We saw natural gas prices nearly double in the third quarter, and it appears that we will feel the effects of this for quite awhile. In AK Steel’s case, add scheduled maintenance outages (including one to install a new vacuum degasser at its Ashland Works) to the cost mix, and that’s a recipe for a tough quarter.”

The new vacuum degasser should eventually help the steelmaker contain costs, as it should virtually eliminate AK’s need to purchase premium-priced degassed slabs.

Wainscott maintains that over the past two years AK Steel has been unrelenting when it comes to controlling costs. “To date, we have obtained annual repeatable cost savings of more than $400 million, or more than double the original target, and we are not finished yet.

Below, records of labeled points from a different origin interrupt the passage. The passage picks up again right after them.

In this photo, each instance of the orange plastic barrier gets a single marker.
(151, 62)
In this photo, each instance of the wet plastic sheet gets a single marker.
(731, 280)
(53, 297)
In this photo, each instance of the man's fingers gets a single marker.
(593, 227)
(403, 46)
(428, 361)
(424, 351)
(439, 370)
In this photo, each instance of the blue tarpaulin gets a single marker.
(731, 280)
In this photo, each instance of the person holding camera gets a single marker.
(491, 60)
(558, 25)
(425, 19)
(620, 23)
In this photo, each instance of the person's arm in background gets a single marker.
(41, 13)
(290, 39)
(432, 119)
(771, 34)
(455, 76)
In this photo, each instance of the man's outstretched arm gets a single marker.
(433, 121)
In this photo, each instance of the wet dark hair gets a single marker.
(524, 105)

Unfortunately, it is the uncontrollable cost increases, including iron ore and natural gas, that have overshadowed much of our progress.”

Wainscott is very upbeat about steel demand. Automotive consumption, which accounts for about half of AK’s business, looks solid. “Following the summer’s incentive-based sales program, inventories of light vehicles stood at just 3 million units, a 25 percent decline from six months earlier. As a result we have been experiencing very strong pulls for carbon steel from our automotive customers as they look to replenish depleted inventory levels with 2006 vehicles,” he said. By all indications, the automotive market will remain strong for the balance of 2005, and North American light vehicle production will finish the year at a nearly identical level to 2004, he added.

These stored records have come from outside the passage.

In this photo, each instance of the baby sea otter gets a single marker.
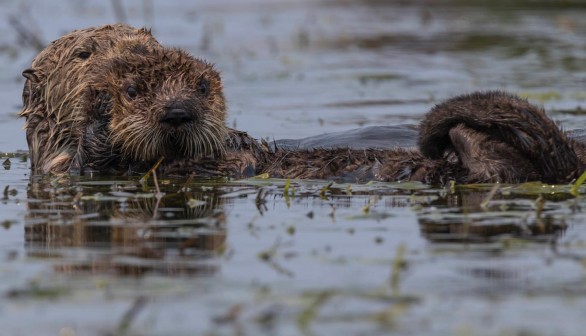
(112, 99)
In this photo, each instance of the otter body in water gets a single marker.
(112, 99)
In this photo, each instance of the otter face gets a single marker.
(163, 103)
(55, 94)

In the aftermath of this year’s hurricanes, demand for steel for the appliance, construction and manufacturing market should strengthen further in 2006, Wainscott said. Officials estimate that 160,000 to 300,000 homes and buildings will need to be repaired or rebuilt as a result of the storms, homes that will need 1 million new appliances. It also has been estimated that at least 350,000 vehicles were destroyed and will need to be replaced.

The electrical steel market also remains strong, both domestically and internationally, Wainscott said, as developing countries, particularly China, build their infrastructure. He noted that AK Steel is one of largest suppliers in the world of grain-oriented electrical steels, which are used for power transformers.

Looking forward, he expects AK Steel to benefit from improved pricing. “We expect to generate an operating profit and solid cash flow in the fourth quarter. As we have done all year, when possible, we will continue to reduce controllable costs. But those savings are expected to be largely offset by higher natural gas costs.”

OREGON STEEL
Slowed by Equipment Downtime
Oregon Steel Mills Inc., Portland, reported third-quarter net income of $20.2 million, down substantially compared to a net income of $50.3 million in third-quarter 2004.

Third-quarter 2005 operating income was negatively affected by approximately $5 million of pretax costs related to the new electric arc furnace installation and caster rebuild, and related equipment outages, at the company’s majority-owned subsidiary, Rocky Mountain Steel Mills.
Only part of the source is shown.